La madera de los techos aporta calidez al espacio, en tanto que la piedra sandstone, importada de Egipto y utilizada en los pisos de todas las estancias, le da un sentido de continuidad monolítica a la plataforma de la terraza. La transparencia lograda habla de una arquitectura que se construye con la menor cantidad de elementos posible, un sitio intermedio a la sombra para habitar con el viento.

El agua anima la vivencia de la casa. Un jardín acuático con muros sueltos de piedra define el acceso a la residencia, al tiempo que la piscina, paralela a la zona social, dibuja el horizonte. El lago, siempre presente en el panorama, sirve de primer plano para el paisaje que se contempla desde la sala y la alcoba principal.

Ramiro Olarte, responsable del paisajismo, dotó al jardín acuático de vegetación y lo diseñó en los exteriores como parte de la vegetación tropical del entorno, más como un matorral que como una propuesta geométrica, que se mezcla con las palmas nativas que atraviesan la terraza.

El diseño interior estuvo a cargo del estudio A2 Design, dirigido por Andrea Álvarez y María Andrea Vernaza. El uso de fibras tejidas, madera natural y tapicería en tonos claros hace que los objetos y el mobiliario —fabricado por la marca Lázara, de la arquitecta Helena Sáenz— establezcan un sentido de continuidad con la arquitectura de la casa. Todos los muebles y las piezas de diseño los elaboraron artesanos colombianos.

Con esta casa, los arquitectos proponen una espacialidad que remite a la obra de Mies van der Rohe, pero la contagia de una sensibilidad tropical. Los muros de piedra ónix, recurrentes en el trabajo del arquitecto alemán, aquí se transforman para darles espesor y rugosidad.

Las fachadas transparentes se tradujeron en la ausencia total de cerramientos, los planos de piso y cubierta se entendieron como una terraza de piedra, y un techo de madera se trató como un alero continuo para controlar la entrada del sol en la casa.

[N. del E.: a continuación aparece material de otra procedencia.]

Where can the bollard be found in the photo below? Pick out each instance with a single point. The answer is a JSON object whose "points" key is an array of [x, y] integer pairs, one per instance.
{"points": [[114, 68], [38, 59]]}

La condición industrial de la arquitectura de principios del siglo XX se repiensa aquí en función de procesos artesanales y materiales de procedencia natural. El proyecto se concibe como un espacio intermedio entre el adentro y el afuera, pero también entre la tradición moderna y la cultura local.
Cinco puntos para destacar
1. Los arquitectos intervinieron en la selección del lote para garantizar la integración entre el lugar y la arquitectura.
2. Todos los espacios de la casa están orientados hacia un lago, ubicado en la parte baja del terreno.
3. El programa se dispuso en dos niveles, de manera escalonada y descendente, para adaptar la construcción a la topografía inclinada del terreno.
4. La casa se concibió como una terraza abierta de 600 metros cuadrados, cubierta por una serie de techos de madera.
5. En la arquitectura del proyecto se recogen los valores de la arquitectura moderna de principios del siglo XX, para dotarla de una sensibilidad tropical y artesanal.